March 17, 2014

STATE DEPT. OFFICIAL: RUSSIAN PRESIDENTIAL CHANGEOVER BRINGS ‘CONTINUITY’ TO ARMS CONTROL

By ExchangeMonitor

Russia’s presidential swap, which brought Vladimir Putin back to power last month, isn’t expected to bring about big changes to the arms control relationship between Moscow and Washington, according to the State Department’s top arms control official.

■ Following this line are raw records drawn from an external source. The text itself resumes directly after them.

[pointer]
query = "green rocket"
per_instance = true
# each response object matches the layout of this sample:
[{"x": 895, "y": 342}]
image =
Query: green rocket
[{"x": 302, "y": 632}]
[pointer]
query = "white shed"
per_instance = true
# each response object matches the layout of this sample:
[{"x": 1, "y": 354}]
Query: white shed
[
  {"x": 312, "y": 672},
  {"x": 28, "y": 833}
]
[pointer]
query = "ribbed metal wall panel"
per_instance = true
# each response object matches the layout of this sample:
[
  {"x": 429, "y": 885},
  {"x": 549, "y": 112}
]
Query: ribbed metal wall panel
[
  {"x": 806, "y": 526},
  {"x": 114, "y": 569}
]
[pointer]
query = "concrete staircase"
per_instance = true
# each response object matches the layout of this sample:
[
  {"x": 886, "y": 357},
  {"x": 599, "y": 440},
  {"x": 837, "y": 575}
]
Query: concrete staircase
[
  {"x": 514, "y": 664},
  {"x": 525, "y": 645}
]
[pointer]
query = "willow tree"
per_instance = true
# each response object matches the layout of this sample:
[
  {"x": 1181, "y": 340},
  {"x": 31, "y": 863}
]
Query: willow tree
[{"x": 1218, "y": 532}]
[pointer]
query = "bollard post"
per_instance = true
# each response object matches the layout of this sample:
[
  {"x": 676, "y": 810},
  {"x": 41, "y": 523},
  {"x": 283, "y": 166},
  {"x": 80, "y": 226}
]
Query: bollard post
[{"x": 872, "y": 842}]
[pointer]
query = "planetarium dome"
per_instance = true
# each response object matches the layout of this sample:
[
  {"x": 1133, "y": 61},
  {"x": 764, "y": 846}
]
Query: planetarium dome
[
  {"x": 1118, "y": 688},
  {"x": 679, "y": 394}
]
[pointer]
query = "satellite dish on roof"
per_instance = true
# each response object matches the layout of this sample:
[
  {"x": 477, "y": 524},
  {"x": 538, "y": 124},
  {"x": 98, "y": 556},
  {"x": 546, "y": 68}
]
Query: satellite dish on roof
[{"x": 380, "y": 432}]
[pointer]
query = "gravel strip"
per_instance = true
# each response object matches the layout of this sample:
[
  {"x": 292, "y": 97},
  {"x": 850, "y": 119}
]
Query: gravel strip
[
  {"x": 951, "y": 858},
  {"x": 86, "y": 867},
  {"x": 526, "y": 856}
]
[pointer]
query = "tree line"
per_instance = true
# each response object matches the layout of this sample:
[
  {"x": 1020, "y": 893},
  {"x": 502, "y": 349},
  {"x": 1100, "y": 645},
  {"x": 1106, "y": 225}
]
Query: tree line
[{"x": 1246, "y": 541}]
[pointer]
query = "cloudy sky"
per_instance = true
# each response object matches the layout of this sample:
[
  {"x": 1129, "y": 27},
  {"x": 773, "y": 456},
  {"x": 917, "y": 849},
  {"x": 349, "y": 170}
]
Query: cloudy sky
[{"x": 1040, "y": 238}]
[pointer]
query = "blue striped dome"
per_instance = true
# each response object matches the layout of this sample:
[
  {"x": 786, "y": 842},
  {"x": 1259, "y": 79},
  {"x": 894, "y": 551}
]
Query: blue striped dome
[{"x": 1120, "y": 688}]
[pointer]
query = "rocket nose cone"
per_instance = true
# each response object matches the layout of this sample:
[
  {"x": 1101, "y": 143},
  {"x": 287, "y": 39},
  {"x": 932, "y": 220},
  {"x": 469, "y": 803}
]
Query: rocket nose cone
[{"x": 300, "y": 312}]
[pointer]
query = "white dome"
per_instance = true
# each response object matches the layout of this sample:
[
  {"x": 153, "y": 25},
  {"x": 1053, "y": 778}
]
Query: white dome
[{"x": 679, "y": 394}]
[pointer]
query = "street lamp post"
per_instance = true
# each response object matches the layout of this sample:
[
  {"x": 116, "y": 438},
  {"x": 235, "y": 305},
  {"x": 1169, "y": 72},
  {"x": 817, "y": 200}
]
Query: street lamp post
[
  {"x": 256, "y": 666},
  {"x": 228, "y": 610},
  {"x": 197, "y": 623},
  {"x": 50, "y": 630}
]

Speaking at the Arms Control Association’s annual meeting yesterday, acting Under Secretary of State for Arms Control and International Security Rose Gottemoeller noted that Putin has expressed an interest in maintaining arms control talks with the United States in statements before and after last month’s election. “There’s an emphasis in each of those documents on continuing the arms control agenda, continuing the arms control work,” Gottemoeller said. “There aren’t any details laid out there, but I do think it is important that that kind of emphasis has appeared, and [it is] also a very positive perspective on implementation of the New START Treaty.” She added: “As far as the arms control traditional nuclear arms control environment I see a continuity there with the way this issue has been approached since the late ‘60s, early 1970s with the Soviet Union.” 

She also suggested that one of the major stumbling blocks to future nuclear talks—Russia’s insistence that the U.S. remove its tactical nuclear weapons from Europe before it would include its own tactical stockpile in talks—wouldn’t be “big blockages.” The Obama Administration has said it would like to include tactical nuclear weapons in any new round of arms control talks. Gottemoeller said she considered the issue, and other Russian conditions, as “issues that must be worked in the run-up to negotiations, and we’ll see where we get. They may see an interest over time in enhanced transparency and understanding further what’s going on in for example former Warsaw Pact facilities that have now been closed out and no longer hold nuclear weapons. They may be interested in learning more about the issue. Let’s work the issue and let’s see where we get and we’ll see what we do about a negotiation.”